Barbara Cire, former chief engineer at Washington Ear, the closed-circuit-radio reading and information service for the visually impaired that Margaret Pfanstiehl founded in 1974, is a volunteer narrator. "You have to be able to convey the most information in the least number of words," Cire says. "You need to complement the performance, not interfere with it."
And she adds, "You need to use concrete language. For example, when I was narrating 'Dracula' at the Kennedy Center, I might have said that 'Dracula stalks slowly across the stage towards Lucy, wraps his cloak around her shoulders and sinks fangs into her neck.' You use action words like 'swirl,' 'slink,' 'strut,' rather than passive verbs like 'walk.' "
Narrating musicals, such as "Cats," presents a special problem, because "it is difficult to describe the dancing.

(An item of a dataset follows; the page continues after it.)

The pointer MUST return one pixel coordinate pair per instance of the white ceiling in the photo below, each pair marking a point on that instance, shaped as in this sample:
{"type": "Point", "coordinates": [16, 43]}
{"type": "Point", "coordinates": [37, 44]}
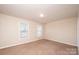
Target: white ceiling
{"type": "Point", "coordinates": [32, 11]}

You can't use dance terminology because you can't assume your audience has a knowledge of it, and the action happens so quickly that you can't keep up with it. Like when Mungojerrie and Rumpelteazer cartwheel around the stage."
The Washington area is currently the only one offering such a free service, but word is spreading. The Washington Ear has received inquiries from theaters in New York and Atlanta and, according to Pfanstiehl, one visitor from Australia "was extremely interested and was sent to tour and research."
But for now, visually handicapped Washington theater buffs are thoroughly enjoying their advantage. They can get half-price tickets at the Kennedy Center or two-for-one tickets at the National Theatre -- a system encouraging the sighted to provide transportation for their visually handicapped friends. Patrons should make reservations for the equipment at least a day in advance.
"The greatest asset," says Charles Rupard, a Maryland resident who is totally blind and has attended several narrated performances this year with his wife, who is partially sighted, "is the description of the placement of the people on the stage, which you can't get yourself, especially if you have a microphone that picks up the sound."
And, as 15-year-old Ian Paiewonsky, blind since birth, said after attending a narrated performance of Round House's "The 1940s Radio Hour": "With audio narration, it's easy to imagine and to relate almost perfectly to what is going on on stage."